Marcus Meijer, CEO of MARK Capital Management, says his firm is seeing more US interest in European logistics and residential assets. These sectors have favorable supply-demand dynamics and less institutional ownership than in the US
Heitman’s Zubaer Mahboob adds that Europe continues to provide a predictable policy backdrop, even amid slower growth and nearby conflicts.
US Real Estate Faces Structural Challenges
Though investors are cautious, the US still dominates in terms of investable real estate. Yet its office market—a former stronghold for global capital—remains troubled.
According to MSCI, cross-border investment into US commercial real estate dropped from 12% in 2019 to 6% in 2024. Many investors have redirected funds into industrial assets, but those deals tend to be smaller and harder to scale.

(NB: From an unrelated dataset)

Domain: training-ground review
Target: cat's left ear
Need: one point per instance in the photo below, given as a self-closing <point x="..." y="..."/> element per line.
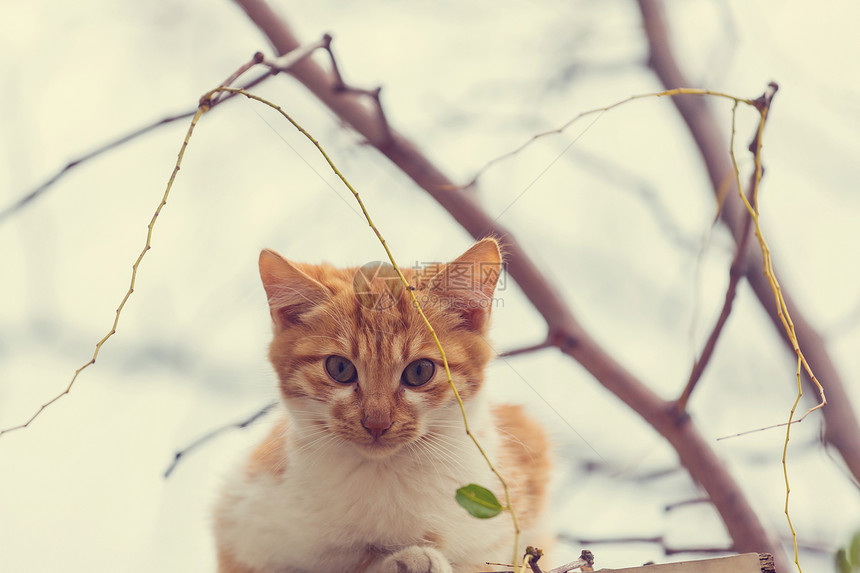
<point x="290" y="291"/>
<point x="469" y="281"/>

Jim Costello, Co-Head of Real Assets Research at MSCI, notes that investors are struggling to find alternatives to large US office deals. “The question is whether capital will stay at home, shift to other sectors, or move into listed REITs for better liquidity.”
Uncertainty, Not Just Policy, Delays Decisions
Fund managers say uncertainty is freezing investment activity. Some report that billions of dollars in commitments were canceled late in the deal process due to market turmoil.
Brian Klinksiek, Global Head of Research at LaSalle, says: “Uncertainty is having at least as much impact on sentiment as policies. It has paused decision-making.”
Investor surveys from early 2025 confirm this trend. Geopolitical risk now ranks as the top concern for real estate investors globally. Although European markets showed early momentum in Q1, transaction volumes soon stalled.
Ronald Dickerman, Founder of Madison International Realty, sums it up: “It’s an unprecedented period. The market dashboard is spinning faster than ever.”
Outlook: Slow Shift, Growing Momentum
The current investor shift doesn’t signal a full retreat from the US, but rather a move toward greater diversification. As US political and economic risks persist, many see Europe as a logical next step.
If current trends continue, the coming quarters may bring increased cross-border flows into European sectors like logistics, residential, and infrastructure. For now, cautious optimism is guiding a slow but steady reallocation.